Saving the nation
President Musharraf's latest moves were taken in the name of "political reconciliation" -- they have brought political polarisation, writes Graham Usher in Islamabad
Last week Pervez Musharraf stood down as Pakistan's army chief of staff and became a civilian president, fulfilling a pledge he had made first in 2003 but repeatedly betrayed. In a televised address to the nation on 29 November -- dressed in a black tunic rather than the usual brackish brown khaki -- he said the martial law he imposed last month would be lifted on 16 December and that "free, fair and transparent" elections would be held on 8 January 2008. These were promises he had made to George Bush and Gordon Brown, his two staunchest foreign friends.
He even tendered a peace pipe to two former prime ministers he had once sought to banish. "Benazir Bhutto and Nawaz Sharif have come back, and a level playing field has been given," he said, through gritted teeth.
Lawyers in Lahore took to the streets in protest, demanding the reinstatement of Supreme Court judges Musharraf had sacked under the emergency. An alliance of six opposition parties, including Sharif's Muslim League, said it would boycott the January poll. Bhutto said while her Pakistan People's Party (PPP) would participate in the elections, it would do so "under protest". The more the president comes as a saviour the more he divides. It was always so.
Musharraf seized power in a coup eight years ago to "save the nation". In his televised speech he said he had instituted emergency rule for the second time in his rule to "save the nation". Analysts pondered his legacy as Pakistan's president in uniform. They could agree only on one thing: it would have been better had it finished earlier.
In a reign wracked by controversy few would dispute Musharraf's most fateful decision -- throwing the weight of the Pakistan army behind the American "war on terror" following the 9/11 attacks in 2001.
This not only cleansed Pakistan's reputation as a nuclear-armed pariah in league with Al-Qaeda and the Taliban. It turned around an economy on the brink of self-destruction via massive inflows of US aid. Perhaps he saved the nation. US assistant secretary of state, Richard Armitage, warned that had he not "cooperated" after 9/11 Pakistan would have been "bombed back to the stone-age".
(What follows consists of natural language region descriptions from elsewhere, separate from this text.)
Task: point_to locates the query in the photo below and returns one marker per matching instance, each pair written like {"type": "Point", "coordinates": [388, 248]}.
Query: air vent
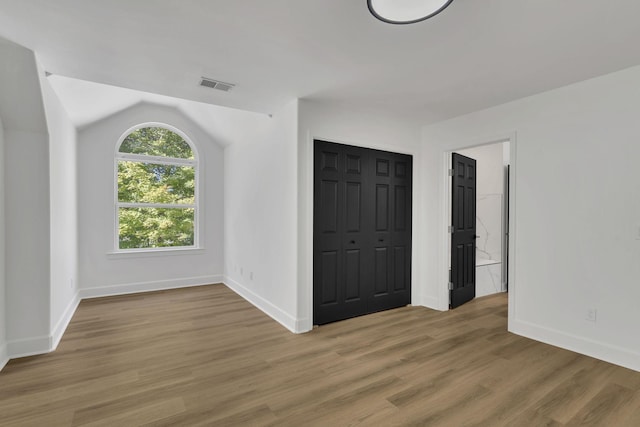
{"type": "Point", "coordinates": [215, 84]}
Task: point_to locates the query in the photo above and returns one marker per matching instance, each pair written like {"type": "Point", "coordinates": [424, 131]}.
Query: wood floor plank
{"type": "Point", "coordinates": [204, 356]}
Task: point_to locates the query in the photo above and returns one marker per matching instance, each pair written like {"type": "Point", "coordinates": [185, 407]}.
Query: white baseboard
{"type": "Point", "coordinates": [156, 285]}
{"type": "Point", "coordinates": [285, 319]}
{"type": "Point", "coordinates": [432, 303]}
{"type": "Point", "coordinates": [63, 322]}
{"type": "Point", "coordinates": [45, 344]}
{"type": "Point", "coordinates": [608, 353]}
{"type": "Point", "coordinates": [29, 346]}
{"type": "Point", "coordinates": [4, 355]}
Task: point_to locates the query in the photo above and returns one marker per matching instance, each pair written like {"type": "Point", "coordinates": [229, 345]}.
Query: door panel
{"type": "Point", "coordinates": [362, 231]}
{"type": "Point", "coordinates": [463, 236]}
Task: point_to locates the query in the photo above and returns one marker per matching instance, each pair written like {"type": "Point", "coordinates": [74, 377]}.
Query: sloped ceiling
{"type": "Point", "coordinates": [476, 54]}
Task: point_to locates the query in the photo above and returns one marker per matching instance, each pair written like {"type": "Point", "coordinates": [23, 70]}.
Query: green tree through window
{"type": "Point", "coordinates": [156, 181]}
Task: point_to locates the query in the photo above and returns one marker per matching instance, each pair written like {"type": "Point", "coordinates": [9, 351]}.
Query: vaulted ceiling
{"type": "Point", "coordinates": [476, 54]}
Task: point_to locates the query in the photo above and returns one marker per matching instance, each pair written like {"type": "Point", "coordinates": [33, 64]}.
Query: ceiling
{"type": "Point", "coordinates": [476, 54]}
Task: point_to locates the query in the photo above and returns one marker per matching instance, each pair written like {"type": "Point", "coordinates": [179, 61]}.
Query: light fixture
{"type": "Point", "coordinates": [406, 11]}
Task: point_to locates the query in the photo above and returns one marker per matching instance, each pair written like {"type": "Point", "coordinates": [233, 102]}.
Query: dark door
{"type": "Point", "coordinates": [463, 233]}
{"type": "Point", "coordinates": [362, 231]}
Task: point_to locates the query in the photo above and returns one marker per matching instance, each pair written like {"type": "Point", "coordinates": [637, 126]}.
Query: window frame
{"type": "Point", "coordinates": [142, 158]}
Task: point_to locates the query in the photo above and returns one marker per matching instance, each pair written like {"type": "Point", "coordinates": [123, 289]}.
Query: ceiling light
{"type": "Point", "coordinates": [406, 11]}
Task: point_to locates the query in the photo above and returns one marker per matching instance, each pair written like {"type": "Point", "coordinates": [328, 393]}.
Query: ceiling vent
{"type": "Point", "coordinates": [215, 84]}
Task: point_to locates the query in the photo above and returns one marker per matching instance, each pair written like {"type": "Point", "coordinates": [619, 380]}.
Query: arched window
{"type": "Point", "coordinates": [156, 197]}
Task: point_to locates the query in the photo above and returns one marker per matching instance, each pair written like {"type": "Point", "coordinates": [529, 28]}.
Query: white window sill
{"type": "Point", "coordinates": [150, 253]}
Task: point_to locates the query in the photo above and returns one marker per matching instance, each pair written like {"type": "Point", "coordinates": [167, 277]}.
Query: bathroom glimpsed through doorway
{"type": "Point", "coordinates": [492, 201]}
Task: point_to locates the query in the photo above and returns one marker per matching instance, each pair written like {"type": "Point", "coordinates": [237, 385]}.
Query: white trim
{"type": "Point", "coordinates": [445, 218]}
{"type": "Point", "coordinates": [63, 322]}
{"type": "Point", "coordinates": [154, 252]}
{"type": "Point", "coordinates": [46, 344]}
{"type": "Point", "coordinates": [156, 285]}
{"type": "Point", "coordinates": [4, 356]}
{"type": "Point", "coordinates": [155, 160]}
{"type": "Point", "coordinates": [157, 205]}
{"type": "Point", "coordinates": [29, 346]}
{"type": "Point", "coordinates": [195, 163]}
{"type": "Point", "coordinates": [612, 354]}
{"type": "Point", "coordinates": [285, 319]}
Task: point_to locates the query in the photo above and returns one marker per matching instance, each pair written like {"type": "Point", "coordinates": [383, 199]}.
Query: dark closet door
{"type": "Point", "coordinates": [392, 231]}
{"type": "Point", "coordinates": [463, 235]}
{"type": "Point", "coordinates": [362, 231]}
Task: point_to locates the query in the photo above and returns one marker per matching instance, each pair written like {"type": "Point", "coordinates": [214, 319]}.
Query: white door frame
{"type": "Point", "coordinates": [445, 219]}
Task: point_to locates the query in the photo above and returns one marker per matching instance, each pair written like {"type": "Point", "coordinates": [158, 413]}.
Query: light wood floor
{"type": "Point", "coordinates": [204, 356]}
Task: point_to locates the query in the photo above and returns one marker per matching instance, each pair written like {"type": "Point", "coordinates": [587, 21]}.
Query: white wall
{"type": "Point", "coordinates": [26, 198]}
{"type": "Point", "coordinates": [4, 355]}
{"type": "Point", "coordinates": [359, 127]}
{"type": "Point", "coordinates": [64, 208]}
{"type": "Point", "coordinates": [490, 165]}
{"type": "Point", "coordinates": [103, 273]}
{"type": "Point", "coordinates": [575, 211]}
{"type": "Point", "coordinates": [260, 212]}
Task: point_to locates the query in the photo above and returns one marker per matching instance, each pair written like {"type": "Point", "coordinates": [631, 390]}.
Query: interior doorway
{"type": "Point", "coordinates": [479, 222]}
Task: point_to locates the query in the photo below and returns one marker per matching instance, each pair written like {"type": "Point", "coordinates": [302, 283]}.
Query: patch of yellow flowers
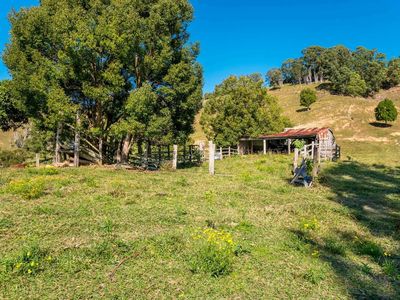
{"type": "Point", "coordinates": [219, 238]}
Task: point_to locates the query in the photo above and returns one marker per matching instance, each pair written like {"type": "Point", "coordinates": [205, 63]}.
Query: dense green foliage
{"type": "Point", "coordinates": [274, 77]}
{"type": "Point", "coordinates": [110, 70]}
{"type": "Point", "coordinates": [386, 111]}
{"type": "Point", "coordinates": [11, 111]}
{"type": "Point", "coordinates": [307, 97]}
{"type": "Point", "coordinates": [240, 106]}
{"type": "Point", "coordinates": [362, 72]}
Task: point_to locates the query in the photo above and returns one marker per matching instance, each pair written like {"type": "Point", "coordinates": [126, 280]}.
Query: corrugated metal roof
{"type": "Point", "coordinates": [297, 133]}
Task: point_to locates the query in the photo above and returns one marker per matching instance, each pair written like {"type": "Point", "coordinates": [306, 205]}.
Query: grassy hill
{"type": "Point", "coordinates": [352, 120]}
{"type": "Point", "coordinates": [102, 233]}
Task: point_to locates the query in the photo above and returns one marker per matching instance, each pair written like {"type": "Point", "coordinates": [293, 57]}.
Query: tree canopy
{"type": "Point", "coordinates": [307, 97]}
{"type": "Point", "coordinates": [240, 106]}
{"type": "Point", "coordinates": [386, 111]}
{"type": "Point", "coordinates": [112, 70]}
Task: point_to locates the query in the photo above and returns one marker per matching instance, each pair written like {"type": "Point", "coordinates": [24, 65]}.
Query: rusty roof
{"type": "Point", "coordinates": [297, 133]}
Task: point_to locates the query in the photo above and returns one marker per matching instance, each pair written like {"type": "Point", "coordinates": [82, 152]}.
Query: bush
{"type": "Point", "coordinates": [307, 97]}
{"type": "Point", "coordinates": [30, 261]}
{"type": "Point", "coordinates": [215, 252]}
{"type": "Point", "coordinates": [9, 158]}
{"type": "Point", "coordinates": [27, 189]}
{"type": "Point", "coordinates": [386, 111]}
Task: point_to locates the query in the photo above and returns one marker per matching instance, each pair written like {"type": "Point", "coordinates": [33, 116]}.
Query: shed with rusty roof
{"type": "Point", "coordinates": [283, 142]}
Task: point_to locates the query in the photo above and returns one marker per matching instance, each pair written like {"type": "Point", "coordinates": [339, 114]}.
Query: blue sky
{"type": "Point", "coordinates": [243, 37]}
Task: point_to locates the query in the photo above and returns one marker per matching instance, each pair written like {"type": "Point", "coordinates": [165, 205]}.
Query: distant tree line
{"type": "Point", "coordinates": [241, 106]}
{"type": "Point", "coordinates": [361, 72]}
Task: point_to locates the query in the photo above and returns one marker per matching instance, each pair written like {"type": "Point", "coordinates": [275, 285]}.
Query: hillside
{"type": "Point", "coordinates": [352, 120]}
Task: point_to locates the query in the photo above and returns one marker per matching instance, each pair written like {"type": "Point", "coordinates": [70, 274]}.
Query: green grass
{"type": "Point", "coordinates": [91, 220]}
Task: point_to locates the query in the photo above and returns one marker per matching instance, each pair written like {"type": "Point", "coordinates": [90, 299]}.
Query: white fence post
{"type": "Point", "coordinates": [37, 158]}
{"type": "Point", "coordinates": [296, 159]}
{"type": "Point", "coordinates": [211, 162]}
{"type": "Point", "coordinates": [175, 157]}
{"type": "Point", "coordinates": [312, 149]}
{"type": "Point", "coordinates": [265, 147]}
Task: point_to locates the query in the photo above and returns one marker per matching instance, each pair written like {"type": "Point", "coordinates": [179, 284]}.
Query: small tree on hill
{"type": "Point", "coordinates": [274, 78]}
{"type": "Point", "coordinates": [307, 97]}
{"type": "Point", "coordinates": [386, 111]}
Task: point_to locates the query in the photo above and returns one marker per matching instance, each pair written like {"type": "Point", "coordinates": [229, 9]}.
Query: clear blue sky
{"type": "Point", "coordinates": [247, 36]}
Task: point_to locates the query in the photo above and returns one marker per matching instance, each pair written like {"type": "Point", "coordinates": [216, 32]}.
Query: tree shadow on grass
{"type": "Point", "coordinates": [380, 125]}
{"type": "Point", "coordinates": [371, 195]}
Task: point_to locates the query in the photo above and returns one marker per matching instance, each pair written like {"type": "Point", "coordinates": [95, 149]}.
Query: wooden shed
{"type": "Point", "coordinates": [282, 142]}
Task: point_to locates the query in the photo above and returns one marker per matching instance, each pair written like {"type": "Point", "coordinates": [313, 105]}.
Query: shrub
{"type": "Point", "coordinates": [307, 97]}
{"type": "Point", "coordinates": [9, 158]}
{"type": "Point", "coordinates": [215, 252]}
{"type": "Point", "coordinates": [386, 111]}
{"type": "Point", "coordinates": [30, 261]}
{"type": "Point", "coordinates": [27, 189]}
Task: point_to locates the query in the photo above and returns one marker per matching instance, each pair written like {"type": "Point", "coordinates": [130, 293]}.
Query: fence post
{"type": "Point", "coordinates": [315, 162]}
{"type": "Point", "coordinates": [211, 150]}
{"type": "Point", "coordinates": [201, 148]}
{"type": "Point", "coordinates": [265, 147]}
{"type": "Point", "coordinates": [296, 158]}
{"type": "Point", "coordinates": [37, 158]}
{"type": "Point", "coordinates": [175, 157]}
{"type": "Point", "coordinates": [312, 149]}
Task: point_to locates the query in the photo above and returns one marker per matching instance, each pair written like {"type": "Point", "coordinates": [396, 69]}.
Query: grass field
{"type": "Point", "coordinates": [116, 234]}
{"type": "Point", "coordinates": [338, 240]}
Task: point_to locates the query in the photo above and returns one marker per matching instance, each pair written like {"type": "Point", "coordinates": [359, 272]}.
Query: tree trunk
{"type": "Point", "coordinates": [77, 139]}
{"type": "Point", "coordinates": [126, 148]}
{"type": "Point", "coordinates": [57, 158]}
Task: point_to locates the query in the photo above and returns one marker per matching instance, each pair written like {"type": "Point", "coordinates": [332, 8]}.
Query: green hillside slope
{"type": "Point", "coordinates": [352, 120]}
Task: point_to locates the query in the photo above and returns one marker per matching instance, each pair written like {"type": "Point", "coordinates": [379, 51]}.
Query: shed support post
{"type": "Point", "coordinates": [175, 157]}
{"type": "Point", "coordinates": [211, 163]}
{"type": "Point", "coordinates": [264, 147]}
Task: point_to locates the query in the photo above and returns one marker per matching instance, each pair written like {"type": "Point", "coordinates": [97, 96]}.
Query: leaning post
{"type": "Point", "coordinates": [175, 158]}
{"type": "Point", "coordinates": [211, 161]}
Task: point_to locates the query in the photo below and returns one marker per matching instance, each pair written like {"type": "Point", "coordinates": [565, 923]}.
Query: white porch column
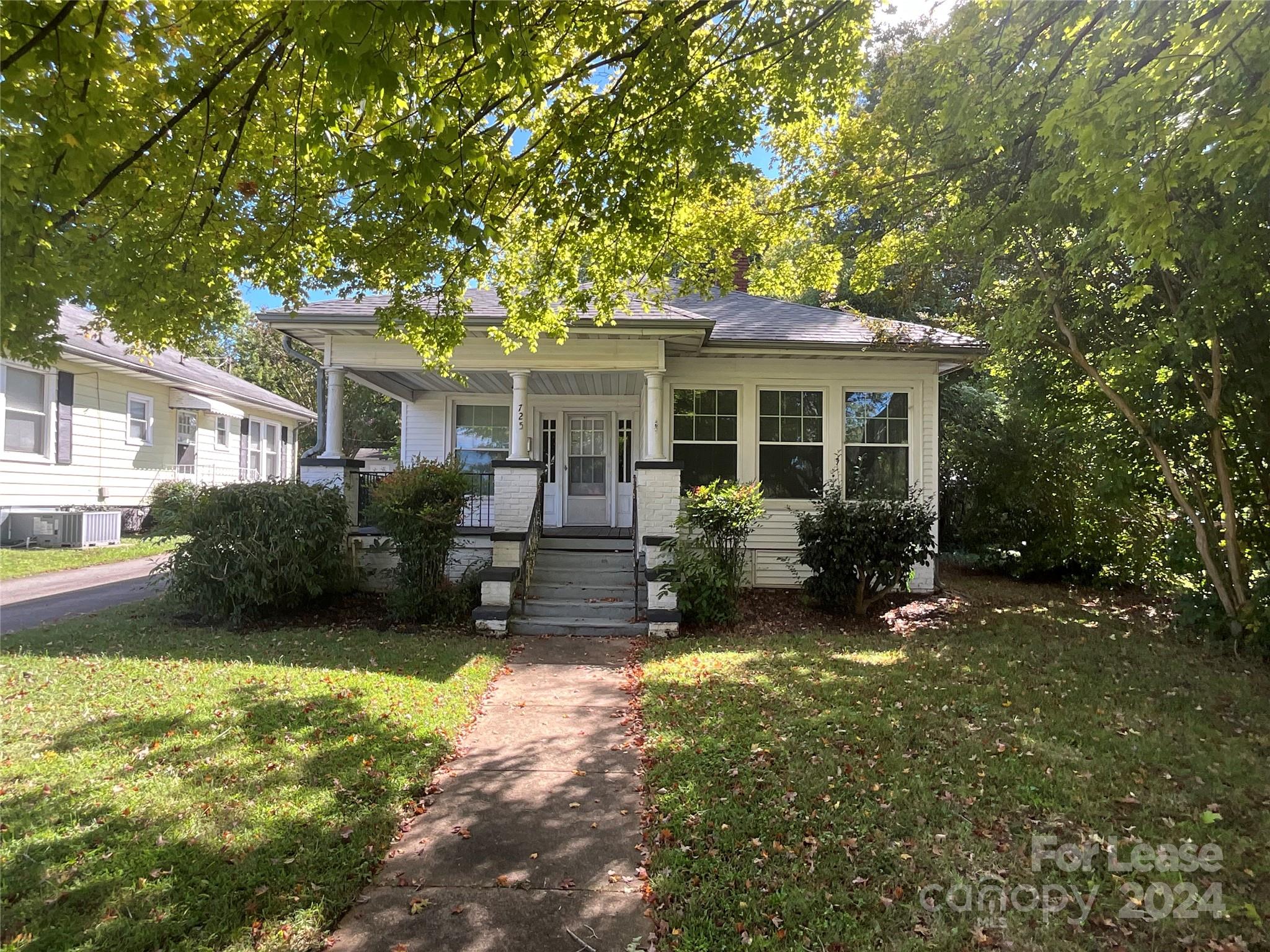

There were successes. He pursued a genuine peace process with India, raising relations between the two South Asian adversaries to their most benign ever. He also made an effort to modulate Pakistan's official ideology of conservative jihadist Islam to a more liberal, "enlightened" strain, with a young, independent media being the beneficiary. But the flaw was always Musharraf's conviction that "the army was the only patriotic force capable of ensuring that Pakistan would stay strong, stable and prosperous," says analyst and ex- ambassador Tarik Fatemi. This not only bred contempt of civilian politics, but it oversaw a process in which the military become entrenched in every sphere of governance and the economy. It was a dominance that would be resisted, most shockingly by the judiciary, historically the army's handmaiden.
In March Musharraf tried to sack Pakistan's chief justice, Iftikhar Mohamed Chaudhry, triggering the worse crisis of his rule and mass demands that he and the army withdraw from politics. On 3 November he declared martial law, ostensibly to tackle Islamic militancy, but actually to purge a Supreme Court that was about to rule illegal his presidential "election" in October.
And the contradiction inherent in Musharraf's leadership became plain to all, including Bush and Brown: never had the Pakistani army been so powerful, and never had its power been so resented by Pakistan's 160 million people.
Will transmutation from military ruler to civilian president alter this? It depends on his relations with the new army chief and next prime minister: "This is the troika -- the new power centre in Pakistani politics," says analyst Hassan Askari-Rivzi.
Relations with Kiani will likely be smooth. He is a protégé of Musharraf. He is also supportive of American-driven policies against Al-Qaeda and the Taliban, particularly in Pakistan's restive frontier regions with Afghanistan. But he believes such policies "must be politically acceptable to our people," says General Ahmed Shujaz Pasha, an aide. That's a hard circle to square: polls show 80 per cent of Pakistanis are opposed to American foreign policies, especially in Afghanistan.
Relations with the next prime minister may be more turbulent. If Bhutto ignores calls for boycott and the PPP takes part in the elections, she may revive her tryst with Musharraf. She would back him as president while he smoothes the way for her to become prime minister for a third time. This will please the Americans. But it will divide Pakistan politics society along the facile Washington fault-line of "moderate" versus "extremist", lending legitimacy to its anti- American forces, above all, the Taliban.
And if the opposition do boycott, they will rob the elections of what little credibility they have, domestically and internationally. What will Musharraf do then? "Save the nation"? The problem, answers analyst, Shafqat Mahmoud, is that Musharraf "still sees himself as the solution. To most Pakistanis he's part of the problem".